I feel bad about this, so I'll let you in on a secret. The way you've used recast turns out to be fine as long as:

  • recast is only ever used as a argument expression for a C function call

  • No C function ever takes both a pointer to Complex and a pointer to "__CLPK_complex"

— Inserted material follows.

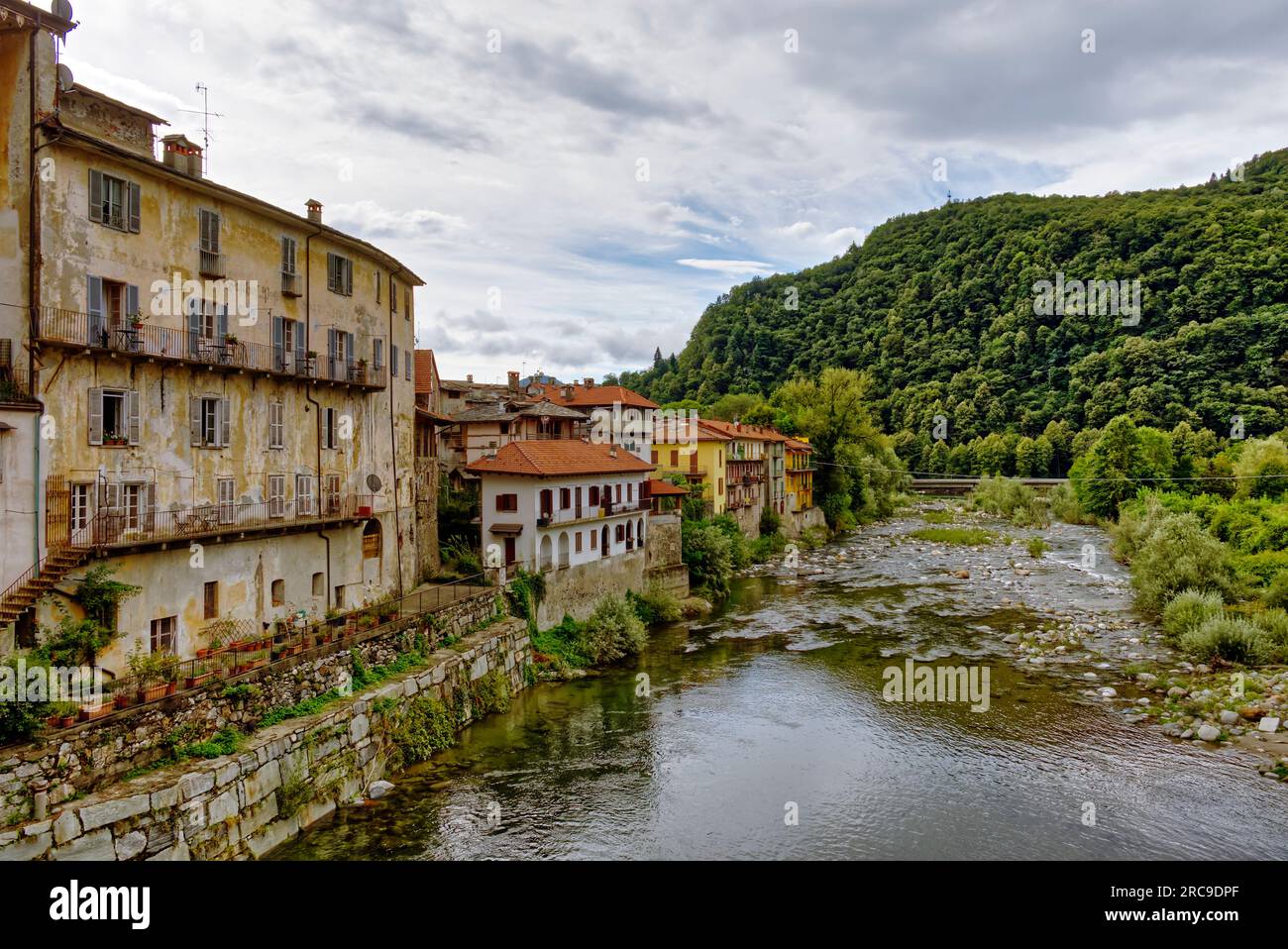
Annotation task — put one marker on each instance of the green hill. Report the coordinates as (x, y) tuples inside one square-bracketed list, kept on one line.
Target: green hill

That way, neither the C compiler, nor Swift compiler will ever be able to exploit the undefined behavior and nothing bad should happen.

2 Likes

Ok, thank you very much for looking into this. I am starting to get a better feel for the pointer API, and withMemoryRebound is what I was looking for. I think I've used recast mostly in the right way, except for the cases where I didn't :-D, like here:

    public static func vDSP_elementwise_adjoint(_ v : [Self]) -> [Self] {
        var (real, imaginary) = vDSP_convert(interleavedComplex: v)
        let N = vDSP_Length(v.count)
        var target_real : [Self.Magnitude] = Array(repeating: 0, count: Int(N))
        var target_imaginary : [Self.Magnitude] = Array(repeating: 0, count: Int(N))
        dispatch(
            float: {
                var source_split = DSPSplitComplex(realp: recast(&real), imagp: recast(&imaginary))
                var target_split = DSPSplitComplex(realp: recast(&target_real), imagp: recast(&target_imaginary))
                vDSP_zvconj(&source_split, 1, &target_split, 1, N)
            },
            double: {
                var source_split = DSPDoubleSplitComplex(realp: recast(&real), imagp: recast(&imaginary))
                var target_split = DSPDoubleSplitComplex(realp: recast(&target_real), imagp: recast(&target_imaginary))
                vDSP_zvconjD(&source_split, 1, &target_split, 1, N)
            }
        )
        return vDSP_convert(real: target_real, imaginary: target_imaginary)
    }

or here:

    public static func blas_iamax_inf(_ N : Int32, _ X : UnsafePointer<Self>, _ incX : Int32) -> Int32 {
        dispatch(
            float: {
                let R : UnsafePointer<Float> = recast(X)
                let I = R + 1
                let inc = 2 * incX
                let i1 = cblas_isamax(N, R, inc)
                let i2 = cblas_isamax(N, I, inc)
                let abs1 = abs(R[Int(2 * i1)])
                let abs2 = abs(I[Int(2 * i2)])
                if abs1 == abs2 {
                    return min(i1, i2)
                } else if abs1 < abs2 {
                    return i2
                } else {
                    return i1
                }
            },
            double: {
                let R : UnsafePointer<Double> = recast(X)
                let I = R + 1
                let inc = 2 * incX
                let i1 = cblas_idamax(N, R, inc)
                let i2 = cblas_idamax(N, I, inc)
                let abs1 = abs(R[Int(2 * i1)])
                let abs2 = abs(I[Int(2 * i2)])
                if abs1 == abs2 {
                    return min(i1, i2)
                } else if abs1 < abs2 {
                    return i2
                } else {
                    return i1
                }
            }
        )
    }

I still feel that these uses should be safe, as I cannot imagine compiler optimisations that cause harm here and still leave the majority of software out there running without crashes, but I guess I better rewrite these cases with withMemoryRebound just to sleep better.